Thursday, September 29, 2011

Introducing myself . . . to blogging. My first post ever!

So everyone now is either a blogger, was once a blogger, contemplates blogging, thinks blogs waste time and web capacity, or really doesn't care.

So why do I blog? Because I have something to say and decided that blogging is one good way to say it. We'll see, won't we?
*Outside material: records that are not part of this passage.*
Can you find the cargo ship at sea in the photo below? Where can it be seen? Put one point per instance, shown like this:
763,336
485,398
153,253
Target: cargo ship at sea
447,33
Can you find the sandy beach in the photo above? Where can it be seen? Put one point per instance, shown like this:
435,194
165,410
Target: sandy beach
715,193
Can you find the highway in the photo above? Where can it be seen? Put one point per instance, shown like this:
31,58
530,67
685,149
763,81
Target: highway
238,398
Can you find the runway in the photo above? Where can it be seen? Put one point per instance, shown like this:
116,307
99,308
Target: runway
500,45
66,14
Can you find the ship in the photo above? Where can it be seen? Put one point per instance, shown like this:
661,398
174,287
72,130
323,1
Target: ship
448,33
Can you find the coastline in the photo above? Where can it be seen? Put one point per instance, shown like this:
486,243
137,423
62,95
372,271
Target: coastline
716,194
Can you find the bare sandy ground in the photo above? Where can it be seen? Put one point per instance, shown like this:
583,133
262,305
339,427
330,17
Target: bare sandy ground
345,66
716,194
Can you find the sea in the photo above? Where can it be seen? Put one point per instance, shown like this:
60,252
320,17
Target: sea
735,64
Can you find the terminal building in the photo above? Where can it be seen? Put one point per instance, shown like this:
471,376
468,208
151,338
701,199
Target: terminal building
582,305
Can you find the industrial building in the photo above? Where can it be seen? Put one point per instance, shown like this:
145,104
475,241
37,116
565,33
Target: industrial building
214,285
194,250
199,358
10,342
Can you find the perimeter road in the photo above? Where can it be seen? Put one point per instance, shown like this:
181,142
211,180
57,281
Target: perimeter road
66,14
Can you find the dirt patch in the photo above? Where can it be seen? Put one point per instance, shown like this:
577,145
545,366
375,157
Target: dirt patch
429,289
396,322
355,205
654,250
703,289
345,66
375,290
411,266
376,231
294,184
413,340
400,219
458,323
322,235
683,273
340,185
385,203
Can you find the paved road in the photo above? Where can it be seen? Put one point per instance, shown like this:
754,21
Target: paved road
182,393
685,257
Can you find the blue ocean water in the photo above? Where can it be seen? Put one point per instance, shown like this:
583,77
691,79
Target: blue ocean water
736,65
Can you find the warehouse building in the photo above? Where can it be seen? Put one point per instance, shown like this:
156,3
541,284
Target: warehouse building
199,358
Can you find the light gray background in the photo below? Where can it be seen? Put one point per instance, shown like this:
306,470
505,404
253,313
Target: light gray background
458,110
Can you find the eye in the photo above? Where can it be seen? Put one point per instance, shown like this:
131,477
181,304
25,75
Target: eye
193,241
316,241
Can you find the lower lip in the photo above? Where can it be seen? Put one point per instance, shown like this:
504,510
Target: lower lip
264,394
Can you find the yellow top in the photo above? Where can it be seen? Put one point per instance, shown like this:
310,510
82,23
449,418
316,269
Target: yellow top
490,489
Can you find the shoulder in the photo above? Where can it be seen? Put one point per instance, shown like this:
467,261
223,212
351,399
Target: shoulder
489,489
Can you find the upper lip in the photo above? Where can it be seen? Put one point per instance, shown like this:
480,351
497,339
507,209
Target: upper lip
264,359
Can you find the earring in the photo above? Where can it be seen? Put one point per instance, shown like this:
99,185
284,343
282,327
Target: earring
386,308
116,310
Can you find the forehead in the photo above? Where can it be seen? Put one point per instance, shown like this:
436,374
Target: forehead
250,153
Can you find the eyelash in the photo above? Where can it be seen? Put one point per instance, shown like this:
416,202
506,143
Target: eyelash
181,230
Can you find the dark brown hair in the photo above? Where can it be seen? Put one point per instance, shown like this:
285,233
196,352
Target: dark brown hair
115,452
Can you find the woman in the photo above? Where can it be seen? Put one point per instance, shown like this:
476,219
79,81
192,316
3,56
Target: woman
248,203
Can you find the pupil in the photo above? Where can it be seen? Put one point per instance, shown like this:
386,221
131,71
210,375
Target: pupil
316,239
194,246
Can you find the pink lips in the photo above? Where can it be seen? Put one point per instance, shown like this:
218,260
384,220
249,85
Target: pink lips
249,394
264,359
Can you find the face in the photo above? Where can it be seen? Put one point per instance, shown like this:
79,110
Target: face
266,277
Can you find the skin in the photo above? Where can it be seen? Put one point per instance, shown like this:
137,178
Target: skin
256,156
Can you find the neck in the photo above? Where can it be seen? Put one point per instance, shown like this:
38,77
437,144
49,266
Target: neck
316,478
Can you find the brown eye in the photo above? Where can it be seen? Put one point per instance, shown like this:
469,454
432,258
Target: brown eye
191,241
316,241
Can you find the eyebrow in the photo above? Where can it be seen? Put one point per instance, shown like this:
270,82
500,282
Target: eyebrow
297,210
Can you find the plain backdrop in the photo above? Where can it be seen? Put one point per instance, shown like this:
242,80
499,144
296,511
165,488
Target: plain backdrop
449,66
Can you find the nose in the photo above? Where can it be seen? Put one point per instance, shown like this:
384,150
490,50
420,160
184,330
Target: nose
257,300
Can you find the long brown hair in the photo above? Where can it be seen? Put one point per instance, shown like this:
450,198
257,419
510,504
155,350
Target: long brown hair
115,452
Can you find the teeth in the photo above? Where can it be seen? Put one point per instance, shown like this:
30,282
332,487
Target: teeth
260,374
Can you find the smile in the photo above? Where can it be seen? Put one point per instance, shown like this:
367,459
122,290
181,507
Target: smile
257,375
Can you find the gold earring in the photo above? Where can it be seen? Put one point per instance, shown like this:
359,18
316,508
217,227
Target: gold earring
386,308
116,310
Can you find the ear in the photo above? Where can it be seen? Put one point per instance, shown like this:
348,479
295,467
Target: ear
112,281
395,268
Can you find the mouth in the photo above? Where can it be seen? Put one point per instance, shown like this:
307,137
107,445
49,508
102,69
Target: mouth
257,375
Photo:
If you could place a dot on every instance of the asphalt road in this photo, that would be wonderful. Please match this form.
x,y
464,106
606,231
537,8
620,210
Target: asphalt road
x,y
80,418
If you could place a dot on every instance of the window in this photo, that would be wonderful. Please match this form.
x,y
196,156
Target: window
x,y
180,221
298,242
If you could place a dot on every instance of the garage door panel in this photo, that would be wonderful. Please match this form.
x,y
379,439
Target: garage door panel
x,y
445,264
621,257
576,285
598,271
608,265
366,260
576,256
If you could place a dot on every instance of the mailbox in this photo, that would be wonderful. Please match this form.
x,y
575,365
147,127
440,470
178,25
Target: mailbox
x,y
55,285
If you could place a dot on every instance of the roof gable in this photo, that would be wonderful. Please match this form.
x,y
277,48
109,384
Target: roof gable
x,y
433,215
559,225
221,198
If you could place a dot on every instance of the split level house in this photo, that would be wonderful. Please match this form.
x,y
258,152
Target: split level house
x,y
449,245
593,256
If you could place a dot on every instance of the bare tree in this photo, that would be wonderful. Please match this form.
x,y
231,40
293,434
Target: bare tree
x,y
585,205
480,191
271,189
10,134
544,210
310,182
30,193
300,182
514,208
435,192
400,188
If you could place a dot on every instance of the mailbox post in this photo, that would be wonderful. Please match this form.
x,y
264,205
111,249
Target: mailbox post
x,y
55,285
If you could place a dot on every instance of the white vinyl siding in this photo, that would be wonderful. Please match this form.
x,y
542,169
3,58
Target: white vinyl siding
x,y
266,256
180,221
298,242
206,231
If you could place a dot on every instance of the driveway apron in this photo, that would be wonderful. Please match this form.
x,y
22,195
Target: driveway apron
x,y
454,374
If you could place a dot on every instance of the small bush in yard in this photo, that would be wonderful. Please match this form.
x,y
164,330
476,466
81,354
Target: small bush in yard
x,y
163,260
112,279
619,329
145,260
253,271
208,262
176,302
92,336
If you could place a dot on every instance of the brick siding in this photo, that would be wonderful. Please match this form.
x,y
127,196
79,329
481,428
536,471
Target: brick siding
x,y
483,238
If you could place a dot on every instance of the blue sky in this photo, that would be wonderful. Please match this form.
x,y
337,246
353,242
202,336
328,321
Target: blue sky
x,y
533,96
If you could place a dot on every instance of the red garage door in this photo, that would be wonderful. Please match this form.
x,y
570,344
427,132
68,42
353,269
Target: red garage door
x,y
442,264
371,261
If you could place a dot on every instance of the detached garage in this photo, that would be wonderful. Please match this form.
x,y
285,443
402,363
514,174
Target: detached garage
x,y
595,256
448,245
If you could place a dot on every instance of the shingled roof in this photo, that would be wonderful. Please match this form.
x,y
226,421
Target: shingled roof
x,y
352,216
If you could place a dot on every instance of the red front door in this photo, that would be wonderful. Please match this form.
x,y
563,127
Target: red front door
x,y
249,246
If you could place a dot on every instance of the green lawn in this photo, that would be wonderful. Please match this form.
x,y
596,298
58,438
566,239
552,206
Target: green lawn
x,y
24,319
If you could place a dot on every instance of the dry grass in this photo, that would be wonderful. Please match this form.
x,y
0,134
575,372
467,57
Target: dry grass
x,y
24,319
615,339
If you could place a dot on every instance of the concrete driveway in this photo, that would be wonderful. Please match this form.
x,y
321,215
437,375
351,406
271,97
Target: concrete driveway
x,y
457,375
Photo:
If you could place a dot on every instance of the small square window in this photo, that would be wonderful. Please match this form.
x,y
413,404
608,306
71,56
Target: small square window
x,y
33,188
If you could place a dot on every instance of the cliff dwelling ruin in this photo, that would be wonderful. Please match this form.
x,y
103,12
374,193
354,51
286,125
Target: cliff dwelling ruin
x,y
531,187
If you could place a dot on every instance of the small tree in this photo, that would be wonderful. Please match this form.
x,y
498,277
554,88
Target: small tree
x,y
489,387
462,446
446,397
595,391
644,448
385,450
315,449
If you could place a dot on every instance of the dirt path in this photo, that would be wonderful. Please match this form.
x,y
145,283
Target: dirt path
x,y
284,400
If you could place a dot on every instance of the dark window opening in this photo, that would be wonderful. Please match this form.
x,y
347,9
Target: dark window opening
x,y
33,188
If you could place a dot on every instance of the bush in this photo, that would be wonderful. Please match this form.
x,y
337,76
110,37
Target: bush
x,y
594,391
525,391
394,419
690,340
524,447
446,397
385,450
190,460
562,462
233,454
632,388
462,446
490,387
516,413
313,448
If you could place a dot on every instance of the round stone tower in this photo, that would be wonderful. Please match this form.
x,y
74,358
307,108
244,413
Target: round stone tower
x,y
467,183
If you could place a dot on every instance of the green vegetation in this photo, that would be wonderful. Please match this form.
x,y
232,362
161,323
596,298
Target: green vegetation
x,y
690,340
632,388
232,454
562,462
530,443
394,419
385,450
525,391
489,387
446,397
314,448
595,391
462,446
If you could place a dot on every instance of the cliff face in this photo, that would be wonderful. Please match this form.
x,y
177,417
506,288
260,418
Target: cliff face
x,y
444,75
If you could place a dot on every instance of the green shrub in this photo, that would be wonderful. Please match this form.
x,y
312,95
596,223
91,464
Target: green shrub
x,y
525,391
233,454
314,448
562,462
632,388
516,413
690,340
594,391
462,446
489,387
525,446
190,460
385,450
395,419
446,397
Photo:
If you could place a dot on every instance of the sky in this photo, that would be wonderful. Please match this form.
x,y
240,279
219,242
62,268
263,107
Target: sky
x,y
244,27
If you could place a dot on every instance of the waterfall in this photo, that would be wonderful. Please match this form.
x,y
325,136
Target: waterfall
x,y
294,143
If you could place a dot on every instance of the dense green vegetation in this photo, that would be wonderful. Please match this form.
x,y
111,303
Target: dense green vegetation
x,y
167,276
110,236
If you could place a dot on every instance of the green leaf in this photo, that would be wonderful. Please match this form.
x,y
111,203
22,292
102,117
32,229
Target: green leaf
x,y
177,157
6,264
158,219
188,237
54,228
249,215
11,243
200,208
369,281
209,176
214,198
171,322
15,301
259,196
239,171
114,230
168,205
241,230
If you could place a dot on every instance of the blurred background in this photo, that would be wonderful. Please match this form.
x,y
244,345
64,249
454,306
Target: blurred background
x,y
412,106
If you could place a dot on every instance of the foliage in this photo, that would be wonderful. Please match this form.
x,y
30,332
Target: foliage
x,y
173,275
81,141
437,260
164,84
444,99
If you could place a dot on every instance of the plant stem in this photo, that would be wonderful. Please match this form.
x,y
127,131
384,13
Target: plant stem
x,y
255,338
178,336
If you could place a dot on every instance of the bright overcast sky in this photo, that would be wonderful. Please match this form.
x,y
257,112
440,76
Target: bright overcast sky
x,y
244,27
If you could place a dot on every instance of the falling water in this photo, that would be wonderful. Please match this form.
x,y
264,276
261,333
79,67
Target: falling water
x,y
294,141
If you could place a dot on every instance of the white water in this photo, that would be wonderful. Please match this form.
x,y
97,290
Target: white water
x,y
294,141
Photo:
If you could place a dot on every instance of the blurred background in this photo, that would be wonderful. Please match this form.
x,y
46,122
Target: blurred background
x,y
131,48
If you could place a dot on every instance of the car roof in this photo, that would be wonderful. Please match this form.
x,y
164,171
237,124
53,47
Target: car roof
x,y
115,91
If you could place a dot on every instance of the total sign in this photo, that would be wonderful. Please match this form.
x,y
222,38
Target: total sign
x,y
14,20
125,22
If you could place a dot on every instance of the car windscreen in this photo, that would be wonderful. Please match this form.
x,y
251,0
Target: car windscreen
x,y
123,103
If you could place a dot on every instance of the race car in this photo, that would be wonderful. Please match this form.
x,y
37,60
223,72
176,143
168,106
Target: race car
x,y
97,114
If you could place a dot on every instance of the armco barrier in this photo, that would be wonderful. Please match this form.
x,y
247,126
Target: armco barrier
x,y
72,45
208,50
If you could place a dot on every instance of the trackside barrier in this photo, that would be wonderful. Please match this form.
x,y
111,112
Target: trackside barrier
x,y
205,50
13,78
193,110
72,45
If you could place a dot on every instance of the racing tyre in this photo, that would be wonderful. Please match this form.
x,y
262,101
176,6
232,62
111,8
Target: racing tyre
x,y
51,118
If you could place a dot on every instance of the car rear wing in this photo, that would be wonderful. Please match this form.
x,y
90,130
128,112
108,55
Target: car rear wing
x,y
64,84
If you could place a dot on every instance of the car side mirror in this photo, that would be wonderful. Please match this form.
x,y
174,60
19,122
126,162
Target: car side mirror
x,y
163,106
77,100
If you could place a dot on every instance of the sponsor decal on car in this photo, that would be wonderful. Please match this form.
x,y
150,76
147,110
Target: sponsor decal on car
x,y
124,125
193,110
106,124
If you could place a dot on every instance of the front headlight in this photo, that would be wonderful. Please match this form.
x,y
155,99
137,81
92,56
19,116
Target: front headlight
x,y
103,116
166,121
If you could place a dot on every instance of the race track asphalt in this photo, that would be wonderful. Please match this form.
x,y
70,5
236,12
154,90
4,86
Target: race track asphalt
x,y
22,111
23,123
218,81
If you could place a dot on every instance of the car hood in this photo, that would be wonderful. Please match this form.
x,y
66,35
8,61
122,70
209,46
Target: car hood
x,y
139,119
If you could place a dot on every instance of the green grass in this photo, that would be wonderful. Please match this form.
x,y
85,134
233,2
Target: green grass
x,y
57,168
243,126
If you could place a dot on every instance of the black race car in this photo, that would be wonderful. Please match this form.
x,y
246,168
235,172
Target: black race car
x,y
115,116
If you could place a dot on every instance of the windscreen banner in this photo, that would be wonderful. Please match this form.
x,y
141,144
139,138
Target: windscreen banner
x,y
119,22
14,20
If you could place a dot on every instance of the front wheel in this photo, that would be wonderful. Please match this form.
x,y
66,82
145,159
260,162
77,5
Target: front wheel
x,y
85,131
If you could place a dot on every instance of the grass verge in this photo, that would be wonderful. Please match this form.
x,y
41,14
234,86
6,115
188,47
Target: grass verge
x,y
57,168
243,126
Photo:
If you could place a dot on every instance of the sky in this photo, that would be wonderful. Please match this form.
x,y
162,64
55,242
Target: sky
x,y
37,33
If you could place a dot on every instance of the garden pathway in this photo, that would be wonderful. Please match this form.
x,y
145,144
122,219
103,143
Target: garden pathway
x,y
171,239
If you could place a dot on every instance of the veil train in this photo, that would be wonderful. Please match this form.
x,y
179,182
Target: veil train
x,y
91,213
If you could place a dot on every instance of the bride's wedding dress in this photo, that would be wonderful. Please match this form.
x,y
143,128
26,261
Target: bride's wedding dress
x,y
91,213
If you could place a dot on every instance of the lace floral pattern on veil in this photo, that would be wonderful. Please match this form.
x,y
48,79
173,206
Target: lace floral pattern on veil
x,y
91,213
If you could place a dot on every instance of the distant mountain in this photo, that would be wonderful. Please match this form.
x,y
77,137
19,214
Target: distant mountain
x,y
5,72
I am an attorney, mediator, and arbitrator by trade. I have taught undergraduates at places like Guilford College, High Point University and Randolph Community College. I have taught family and divorce mediation to mid-career professionals including accountants, attorneys, mental health folks, and volunteers at mediation centers. So I may be able to give you, my reader, some perspectives on the law, on the justice system, on politics, and on going the distance. More on going the distance later.

So now it's done. A first post. Hang on, there's more to come. But please send me your questions and give me your feedback. Substantive, grammatical, stylistic, whatever. You can help me improve by letting me know what you want from this blog.